The president of Farmaindustria, Fina Lladós, calls for a regulatory framework that improves the country’s competitiveness in order to turn the current situation of global uncertainty into an opportunity.
She points out that more than €3 billion invested annually in Spain by pharmaceutical companies is at stake
Lladós participates in BioSpain 2025, alongside the Secretary of State for Health, Javier Padilla, and the director of the Carlos III Health Institute, Marina Pollán
Marina Pollán (Carlos III), Javier Padilla (Ministry of Health), Fina Lladós (Farmaindustria) and Ion Arocena (AseBio).
farmaindustria.es
With the first year of the 2024-2028 Pharmaceutical Industry Strategy about to come to an end, the president of Farmaindustria and managing director of Amgen in Spain, Fina Lladós Canela, analysed on Wednesday what has been the first sectoral strategy in our country, which she described as a ‘milestone’ and added, ‘it came at a very opportune moment’.
She did so within the framework of BioSpain 2025, which is currently being held in Barcelona, sharing a discussion with the Secretary of State for Health, Javier Padilla, the director of the Carlos III Health Institute, Marina Pollán, and the managing director of the Spanish Association of Bio-Companies (AseBio), Ion Arocena, who acted as moderator.
As Lladós pointed out, the Strategy focuses on ‘three fundamental points for our sector: the promotion of biomedical R&D, a commitment to manufacturing to ensure strategic autonomy, and improved access to new medicines for patients.’
In this regard, he pointed out that Spain is one of the world leaders in clinical trials and is a major producer of medicines in Europe, with more than 180 plants, 111 of which produce medicines for human use. ‘Despite these strengths, the geopolitical context is becoming increasingly complicated, with the trade pressures we are already experiencing from across the Atlantic and the explosion of China and other Asian powers,’ he said.
Spain needs to regain the competitiveness it has lost in Europe compared to the United States and Asia through new pharmaceutical legislation that protects industrial property and promotes innovation, both at European level, with the future Biotechnology Law, and at national level, with the Draft Law on Medicines and Health Products. “We have a great opportunity in the biopharmaceutical sector, but we must review policies to maintain and increase its potential to attract investment in R&D and in industrial and digital assets.

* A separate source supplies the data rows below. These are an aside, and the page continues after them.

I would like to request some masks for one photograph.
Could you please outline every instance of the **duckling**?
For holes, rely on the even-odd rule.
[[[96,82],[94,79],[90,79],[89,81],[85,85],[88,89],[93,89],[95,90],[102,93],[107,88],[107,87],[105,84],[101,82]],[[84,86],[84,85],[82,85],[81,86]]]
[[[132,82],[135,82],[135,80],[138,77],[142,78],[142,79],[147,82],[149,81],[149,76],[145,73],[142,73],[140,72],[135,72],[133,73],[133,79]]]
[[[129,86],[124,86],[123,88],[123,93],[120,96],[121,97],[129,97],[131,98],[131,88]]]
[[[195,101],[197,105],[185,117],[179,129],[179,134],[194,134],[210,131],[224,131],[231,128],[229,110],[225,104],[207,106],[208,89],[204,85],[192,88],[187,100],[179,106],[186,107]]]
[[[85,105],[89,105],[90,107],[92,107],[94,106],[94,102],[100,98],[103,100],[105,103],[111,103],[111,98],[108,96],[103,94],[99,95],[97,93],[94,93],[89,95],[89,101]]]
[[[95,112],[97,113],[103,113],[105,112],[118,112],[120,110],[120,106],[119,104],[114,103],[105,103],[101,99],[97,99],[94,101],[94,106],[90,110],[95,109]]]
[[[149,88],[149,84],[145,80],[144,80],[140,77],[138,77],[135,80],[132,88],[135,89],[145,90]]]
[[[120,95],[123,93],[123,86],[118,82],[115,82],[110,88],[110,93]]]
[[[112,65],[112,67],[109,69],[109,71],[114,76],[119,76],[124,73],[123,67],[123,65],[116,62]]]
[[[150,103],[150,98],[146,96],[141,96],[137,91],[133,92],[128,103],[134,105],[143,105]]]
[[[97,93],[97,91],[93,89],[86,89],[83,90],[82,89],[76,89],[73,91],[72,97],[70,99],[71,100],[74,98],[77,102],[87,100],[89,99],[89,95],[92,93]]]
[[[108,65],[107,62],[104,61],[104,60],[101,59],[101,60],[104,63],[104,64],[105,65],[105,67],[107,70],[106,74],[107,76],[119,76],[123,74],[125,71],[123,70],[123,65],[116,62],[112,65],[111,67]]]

Other directly competing countries are doing so, and action is needed. Otherwise, existing opportunities will be lost and the more than €3 billion that pharmaceutical companies invest annually in Spain could even be put at risk,” said the president of Farmaindustria.
The 2024-28 Pharmaceutical Industry Strategy is a roadmap with principles for action that requires regulatory development and a series of other actions and details to be developed together with the parties involved within a joint governance framework. To this end, Lladós has proposed seven key lines of action to boost a strategic sector such as the pharmaceutical industry: developing a predictable and attractive regulatory framework for innovation, both in Spain and in Europe; strengthening the innovation ecosystem; adapting new environmental legislation; reviewing the mandatory contributions of the pharmaceutical industry; continuing to develop the incentives of the Profarma Plan; restoring the attractiveness of R&D deductions in corporate tax; and developing new incentives for the production of strategic and biological medicines.
‘The pharmaceutical industry will continue to advocate that constant, honest and loyal dialogue between the public administration and the private sector is the best way to optimise the health, economic and social impact that our sector can contribute to society,’ he concluded.